Extended Data Fig. 7: Gene programs, and cell cycle changes impacted by KRAS variants.

a-d. Gene programs impacted by variant classes. a-b. UMAP embedding of single-cell profiles (b), colored by program scores (color bar) and labeled by selected Gene Ontology biological processes enriched in genes from each program (a). c. CDF for program scores (x axis) for each variant, colored by class. d. Average expression (z-score, color bar) in cells of each variant (columns) of genes (rows) most correlated with the mean of the expression program. e. Difference (dot color) in mean expression of each gene program (rows) between the cells in each cluster (columns, as in Fig. 4e) and all other cells, and the significance of this difference (dot size, -log10(adj. p-value, Benjamini-Hochberg procedure), Kolmogorov-Smirnov test, Methods). Colored border: BH FDR<10%. f.
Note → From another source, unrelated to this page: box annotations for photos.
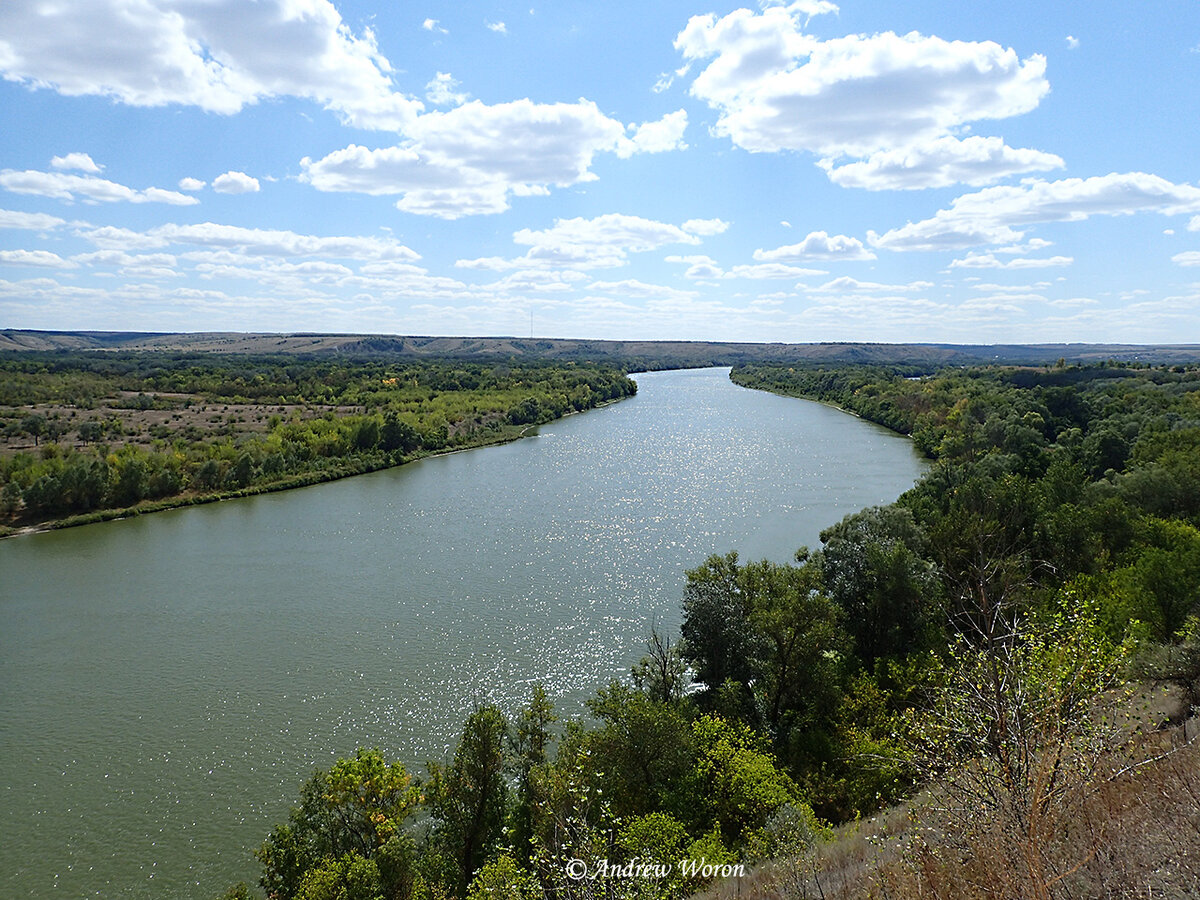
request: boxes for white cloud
[811,275,934,294]
[587,278,698,300]
[666,254,725,281]
[50,154,104,175]
[676,12,1050,156]
[79,222,420,262]
[817,134,1064,191]
[212,172,259,193]
[301,100,686,218]
[455,212,700,271]
[617,109,688,160]
[754,232,875,263]
[950,253,1075,269]
[680,218,730,238]
[0,0,421,128]
[0,169,199,206]
[726,263,828,281]
[0,250,74,269]
[869,172,1200,251]
[425,72,470,107]
[674,4,1062,190]
[0,209,66,232]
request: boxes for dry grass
[701,719,1200,900]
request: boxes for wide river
[0,368,923,900]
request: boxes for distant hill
[0,329,1200,368]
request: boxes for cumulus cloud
[0,169,199,206]
[301,100,686,218]
[869,172,1200,251]
[79,222,420,262]
[817,136,1064,191]
[617,109,688,160]
[674,4,1061,188]
[425,72,470,107]
[587,278,697,300]
[0,209,66,232]
[666,256,828,281]
[0,0,421,128]
[212,172,259,193]
[680,218,730,238]
[0,250,74,269]
[754,232,875,263]
[950,253,1075,269]
[811,275,934,294]
[50,154,104,175]
[455,212,700,271]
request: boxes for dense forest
[0,353,637,534]
[213,364,1200,900]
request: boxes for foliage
[0,353,636,522]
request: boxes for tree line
[0,354,636,524]
[218,365,1200,900]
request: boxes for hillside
[0,329,1200,368]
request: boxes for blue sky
[0,0,1200,343]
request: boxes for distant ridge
[0,329,1200,368]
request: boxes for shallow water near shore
[0,368,923,900]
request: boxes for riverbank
[0,354,637,536]
[0,412,585,540]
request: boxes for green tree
[680,552,761,690]
[821,506,941,667]
[426,704,509,896]
[256,749,420,900]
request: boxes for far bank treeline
[220,365,1200,900]
[0,353,637,527]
ROC curve of the true positive (y axis) and false positive (x axis) rate when using each PC (color) to distinguish between single cells with synonymous variants and those with variants in hotspot positions 12, 13 and 61. Color legend: Area Under the ROC curve (AUROC) for each variant. g,h. Principal component analysis. g. UMAP embedding of single-cell profiles, colored by principal component (PC) scores (color bar), for each of the first 10 PCs. h. CDFs for the PC scores (x axis) for the cells of each variant, colored by class. i. Variant expression (y axis) as a function of PC 3 scores (x axis), for each variant (dots). Variants are colored by variant class. j. Proportion of cells in each cell cycle phase (y axis) among cells carrying each of 98 variants (dots, n=median 1058 cells/variant) across variant classes (x axis). P-values for a two-sided t-test have been adjusted using the Benjamini-Hochberg procedure.